2
votes

It is my understanding that when writing gcc-style inline asm, you have to be very specific and accurate about all the input and output parameters (and clobbers) so that the compiler will know exactly how to assign registers for your code and what it can assume about the values of those registers and any memory that the asm code may read and/or modify. The compiler uses this information to optimize the surrounding code as well as possible (and even remove the inline asm completely if it decides it has no effect on anything). Failing to be specific enough about this may cause incorrect behavior because the compiler is making the assumptions based on your incorrect specification.

It's a bit unclear to me how exactly I should specify what my asm is reading and writing when it comes to arrays. If I don't tell the compiler that I'm reading and/or writing the entire array, it may make the wrong assumptions and optimize the code in such a way that it results in incorrect behavior.

Assume that I have two unsigned int arrays of size N, let's say array1 and array2, and my asm code reads both arrays, and writes new data into array1. Is this the correct way to tell the compiler about this?

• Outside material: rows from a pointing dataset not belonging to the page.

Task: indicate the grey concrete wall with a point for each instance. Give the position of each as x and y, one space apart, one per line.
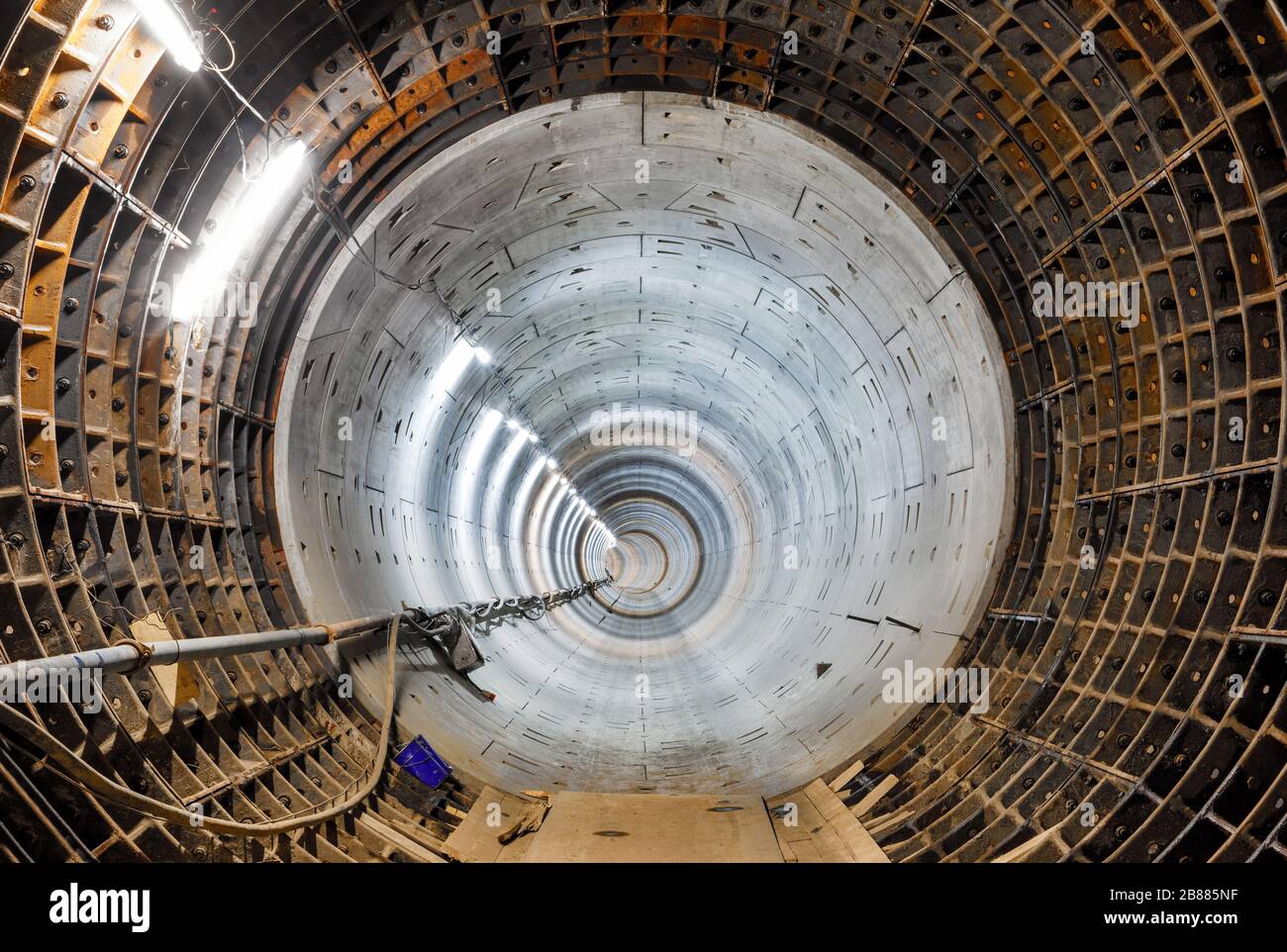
816 444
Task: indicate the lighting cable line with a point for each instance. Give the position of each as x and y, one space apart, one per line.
321 196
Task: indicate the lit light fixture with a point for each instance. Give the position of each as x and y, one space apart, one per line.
168 26
207 275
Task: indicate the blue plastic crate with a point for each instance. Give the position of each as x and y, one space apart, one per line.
423 762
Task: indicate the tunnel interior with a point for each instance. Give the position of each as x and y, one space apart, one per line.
742 309
797 468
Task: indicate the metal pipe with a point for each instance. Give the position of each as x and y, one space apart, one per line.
133 655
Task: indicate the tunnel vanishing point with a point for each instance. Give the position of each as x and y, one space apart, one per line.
822 429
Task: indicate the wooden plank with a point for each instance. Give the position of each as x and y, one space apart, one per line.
862 807
845 776
476 839
1024 849
654 828
844 824
824 831
888 822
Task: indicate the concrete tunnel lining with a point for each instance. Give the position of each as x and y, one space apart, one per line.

asm("some asm here using %[array1] and %[array2]"
    : "+m"(*(unsigned(*)[N])array1)
    : [array1]"r"(array1), [array2]"r"(array2),
      "m"(*(unsigned(*)[N])array1),
      "m"(*(unsigned(*)[N])array2)
    : /* possible clobbers, like "cc" */);

This at least makes my current code work, but I'm not 100% sure if this is exactly how it should be done. (Does the compiler assign registers to input and output parameters only if those parameters are actually used in the asm code string? In other words, those extra inputs and outputs that exist solely to tell the compiler that we are reading and writing their entirety will not cause the compiler to needlessly allocate registers or something to them?)

gcc's own documentation mentions that syntax for an output array, but it doesn't seem to make any mention about input arrays, so I'm just making a wild guess here.

1
Yes, looks right to me, except "+m" makes the "m" input for the same array redundant. How can I indicate that the memory *pointed* to by an inline ASM argument may be used?Peter Cordes
So only array2 would need to be specified in the input list, as array1 is already in the output list with a +m? The + in the output list means that it's interpreted as both input and output to the asm?Warp

1 Answers

1
votes

Yes, looks right to me, except "+m" makes the "m" input for the same array redundant. Use just "+m" for the read/write array and "m" for the read-only array. But with the same cast-to-array that you're doing.

Separate input and "=m" output operands could in theory tell the compiler that it can use your asm as a copy-and-operate (so don't do that unless it's true that you use different pointers to read the input and write the output). Although unlike a scalar, I don't think GCC would invent a new copy of an array. But "+m" means modify in-place so the compiler wouldn't have that option.


See How can I indicate that the memory *pointed* to by an inline ASM argument may be used? (this question is almost a duplicate of that). It shows an input-array example using an arbitrary length *(const char (*)[]) input. In practice the [N] seems to be ignored (treated as unbounded) if it's not a compile-time constant, implying that the whole object may be accessed. e.g. gcc doesn't optimize away or reorder a store to arr[N+1] around an asm statement using (int (*)[N]) unless N is a compile-time constant.

Also note that if your input is truly a C array, not just a pointer, you don't need any casting. int arr[1024] as a "m"(arr) input does mean the whole array, and doesn't decay to a pointer in memory.


(Does the compiler assign registers to input and output parameters only if those parameters are actually used in the asm code string?

No, register allocation for the operands is separate from whether they're actually filled in in the template or not.

GCC doesn't have to distinguish an "a" input that can be used as %%rax (instead of %0) vs. an "r" input where the template has to use %0 or %[name] because it won't know what the compiler might pick.


gcc's own documentation mentions that syntax for an output array, but it doesn't seem to make any mention about input arrays, so I'm just making a wild guess here.

It's identical, and yes it's needed.

Without proper dummy inputs to cover your arrays (or a "memory" clobber), dead-store elimination or reordering of stores with your asm statement is possible. (e.g. foo[2] = 1; asm(); foo[2] = 3; can move the first store later, or the 2nd store earlier, and only do one.